On Friday, 16 February 2018 at 18:16:12 UTC, H. S. Teoh wrote:
On Mon, Feb 12, 2018 at 10:35:06AM +0000, Russel Winder via
Digitalmars-d wrote:
In all the discussion of Dub to date, it hasn't been pointed
out that JVM building merged dependency management and build a
long time ago. Historically:
Make → Ant → Maven → Gradle
and Gradle can handle C++ as well as JVM language builds.
So the integration of package management and build as seen in
Go, Cargo, and Dub is not a group of outliers. Could it be
then that it is the right thing to do. After all package
management is a dependency management activity and build is a
dependency management activity, so why separate them, just
have a single ADG to describe the whole thing.
I have no problem with using a single ADG/DAG to describe the
whole thing. However, a naïve implementation of this raises a
few issues:
If a dependent node requires network access, it forces network
access every time the DAG is updated. This is slow, and also
unreliable: the shape of the DAG could, in theory, change
arbitrarily at any time outside the control of the user.

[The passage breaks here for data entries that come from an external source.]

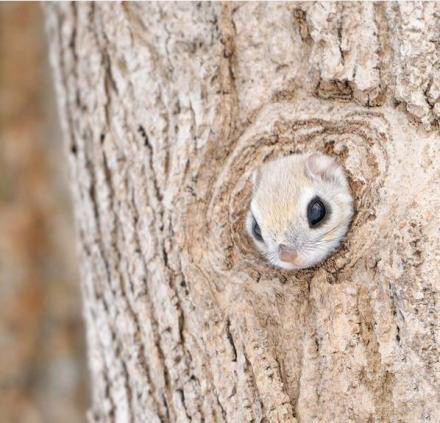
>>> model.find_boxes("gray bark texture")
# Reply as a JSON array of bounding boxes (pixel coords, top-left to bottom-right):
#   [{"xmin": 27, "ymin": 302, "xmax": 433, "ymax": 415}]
[{"xmin": 46, "ymin": 2, "xmax": 440, "ymax": 423}]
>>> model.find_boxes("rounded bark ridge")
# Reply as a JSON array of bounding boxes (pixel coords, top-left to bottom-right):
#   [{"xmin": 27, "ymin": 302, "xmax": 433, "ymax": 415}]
[{"xmin": 45, "ymin": 2, "xmax": 440, "ymax": 423}]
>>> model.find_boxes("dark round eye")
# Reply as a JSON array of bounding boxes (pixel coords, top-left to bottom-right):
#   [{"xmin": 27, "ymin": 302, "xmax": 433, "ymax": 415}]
[
  {"xmin": 307, "ymin": 197, "xmax": 327, "ymax": 228},
  {"xmin": 252, "ymin": 216, "xmax": 263, "ymax": 241}
]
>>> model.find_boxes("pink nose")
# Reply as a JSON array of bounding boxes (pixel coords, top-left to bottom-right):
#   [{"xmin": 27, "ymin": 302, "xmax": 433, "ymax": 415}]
[{"xmin": 278, "ymin": 244, "xmax": 298, "ymax": 264}]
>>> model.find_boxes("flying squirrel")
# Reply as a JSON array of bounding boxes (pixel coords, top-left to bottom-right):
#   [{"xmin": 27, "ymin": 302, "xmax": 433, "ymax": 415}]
[{"xmin": 246, "ymin": 153, "xmax": 353, "ymax": 270}]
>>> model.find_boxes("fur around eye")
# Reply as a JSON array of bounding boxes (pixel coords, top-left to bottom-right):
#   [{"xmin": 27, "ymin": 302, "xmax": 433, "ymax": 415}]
[
  {"xmin": 307, "ymin": 196, "xmax": 327, "ymax": 228},
  {"xmin": 252, "ymin": 216, "xmax": 264, "ymax": 242}
]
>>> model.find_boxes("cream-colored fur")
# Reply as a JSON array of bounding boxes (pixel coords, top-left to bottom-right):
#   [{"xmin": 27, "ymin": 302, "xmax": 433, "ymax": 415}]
[{"xmin": 246, "ymin": 153, "xmax": 353, "ymax": 270}]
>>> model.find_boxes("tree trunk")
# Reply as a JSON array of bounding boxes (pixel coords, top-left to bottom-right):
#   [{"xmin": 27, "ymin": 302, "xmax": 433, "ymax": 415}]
[{"xmin": 46, "ymin": 3, "xmax": 440, "ymax": 423}]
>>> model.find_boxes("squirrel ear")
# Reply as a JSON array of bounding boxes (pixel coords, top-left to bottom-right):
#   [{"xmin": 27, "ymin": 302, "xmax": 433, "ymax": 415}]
[{"xmin": 306, "ymin": 153, "xmax": 339, "ymax": 184}]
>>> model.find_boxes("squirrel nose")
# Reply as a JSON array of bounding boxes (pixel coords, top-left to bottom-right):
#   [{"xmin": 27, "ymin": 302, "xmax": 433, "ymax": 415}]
[{"xmin": 278, "ymin": 244, "xmax": 298, "ymax": 264}]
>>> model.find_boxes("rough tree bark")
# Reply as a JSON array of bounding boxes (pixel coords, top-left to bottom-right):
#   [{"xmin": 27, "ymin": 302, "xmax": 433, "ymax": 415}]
[{"xmin": 46, "ymin": 3, "xmax": 440, "ymax": 423}]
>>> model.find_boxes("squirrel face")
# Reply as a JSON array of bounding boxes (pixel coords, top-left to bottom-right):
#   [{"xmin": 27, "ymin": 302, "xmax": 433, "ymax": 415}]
[{"xmin": 246, "ymin": 153, "xmax": 353, "ymax": 270}]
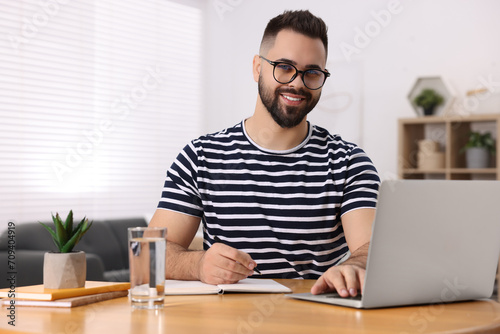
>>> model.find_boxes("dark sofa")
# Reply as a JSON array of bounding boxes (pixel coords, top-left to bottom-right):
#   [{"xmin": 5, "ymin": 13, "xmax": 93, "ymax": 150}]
[{"xmin": 0, "ymin": 218, "xmax": 147, "ymax": 288}]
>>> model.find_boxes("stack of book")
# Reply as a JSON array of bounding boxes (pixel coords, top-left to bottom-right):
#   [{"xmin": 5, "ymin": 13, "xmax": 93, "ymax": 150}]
[{"xmin": 0, "ymin": 281, "xmax": 130, "ymax": 307}]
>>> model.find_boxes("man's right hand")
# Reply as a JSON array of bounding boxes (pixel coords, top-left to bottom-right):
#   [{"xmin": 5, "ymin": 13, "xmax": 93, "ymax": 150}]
[{"xmin": 198, "ymin": 243, "xmax": 257, "ymax": 284}]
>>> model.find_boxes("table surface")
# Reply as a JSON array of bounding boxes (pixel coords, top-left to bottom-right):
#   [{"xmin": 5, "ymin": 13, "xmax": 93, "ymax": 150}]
[{"xmin": 0, "ymin": 279, "xmax": 500, "ymax": 334}]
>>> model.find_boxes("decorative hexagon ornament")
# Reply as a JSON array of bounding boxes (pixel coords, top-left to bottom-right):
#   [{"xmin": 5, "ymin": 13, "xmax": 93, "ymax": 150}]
[{"xmin": 408, "ymin": 76, "xmax": 455, "ymax": 116}]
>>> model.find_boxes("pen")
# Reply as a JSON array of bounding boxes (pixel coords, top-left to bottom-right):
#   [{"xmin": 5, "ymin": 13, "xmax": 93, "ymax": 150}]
[{"xmin": 214, "ymin": 236, "xmax": 262, "ymax": 275}]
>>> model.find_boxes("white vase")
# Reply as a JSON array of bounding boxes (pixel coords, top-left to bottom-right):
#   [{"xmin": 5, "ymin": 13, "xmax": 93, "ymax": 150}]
[
  {"xmin": 43, "ymin": 251, "xmax": 87, "ymax": 289},
  {"xmin": 465, "ymin": 147, "xmax": 490, "ymax": 168}
]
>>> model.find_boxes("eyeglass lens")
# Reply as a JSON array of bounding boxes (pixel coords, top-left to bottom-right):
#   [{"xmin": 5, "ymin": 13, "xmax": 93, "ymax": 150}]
[{"xmin": 274, "ymin": 63, "xmax": 325, "ymax": 89}]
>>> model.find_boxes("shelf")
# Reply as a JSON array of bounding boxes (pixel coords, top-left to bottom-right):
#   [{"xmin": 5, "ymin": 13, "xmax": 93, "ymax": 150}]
[
  {"xmin": 449, "ymin": 168, "xmax": 497, "ymax": 174},
  {"xmin": 398, "ymin": 114, "xmax": 500, "ymax": 180}
]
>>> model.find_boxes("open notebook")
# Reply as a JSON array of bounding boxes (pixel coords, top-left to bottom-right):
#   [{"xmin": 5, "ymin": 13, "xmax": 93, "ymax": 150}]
[{"xmin": 165, "ymin": 278, "xmax": 292, "ymax": 295}]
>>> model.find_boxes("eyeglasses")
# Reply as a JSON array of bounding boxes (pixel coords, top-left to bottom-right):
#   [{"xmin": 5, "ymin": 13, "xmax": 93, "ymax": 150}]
[{"xmin": 259, "ymin": 56, "xmax": 330, "ymax": 90}]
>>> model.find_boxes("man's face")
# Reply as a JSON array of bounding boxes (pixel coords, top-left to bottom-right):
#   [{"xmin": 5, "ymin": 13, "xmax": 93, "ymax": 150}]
[{"xmin": 258, "ymin": 30, "xmax": 326, "ymax": 128}]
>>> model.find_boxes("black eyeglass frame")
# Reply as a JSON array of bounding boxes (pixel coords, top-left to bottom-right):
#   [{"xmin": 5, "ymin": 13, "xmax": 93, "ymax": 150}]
[{"xmin": 259, "ymin": 55, "xmax": 330, "ymax": 90}]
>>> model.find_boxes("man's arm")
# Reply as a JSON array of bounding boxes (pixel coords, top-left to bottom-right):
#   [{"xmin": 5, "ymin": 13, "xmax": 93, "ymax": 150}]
[
  {"xmin": 311, "ymin": 208, "xmax": 375, "ymax": 297},
  {"xmin": 149, "ymin": 209, "xmax": 257, "ymax": 284}
]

Oh, come on. Immutable artifacts make this matter trivial - the
first step is resolution, where you figure out what things you
already have by looking at metadata only, followed by download
the world (or part you do not have). Since specific versions
never change, nothing to worry about. Java folks had this for
ages with Maven and its ilk.
Some targets like deploy may indeed not have a cheap “check if
its done” step. They may not realy need one. (though rsync does
wonders at minimizing the work)
Also most if not all build systems will inevitably integrate all
of the below in some way:
- compiler (internal as library or external as a build server)
- source code dependency resolution
- package dependency resolution
- package download or build
- execution of arbitrary tasks in form of plugins or external
tools
Me personally in love with plugins and general purpose language
available to define tasks. Scala’s SBT may have many faults but
plugins and extensibility make it awesome.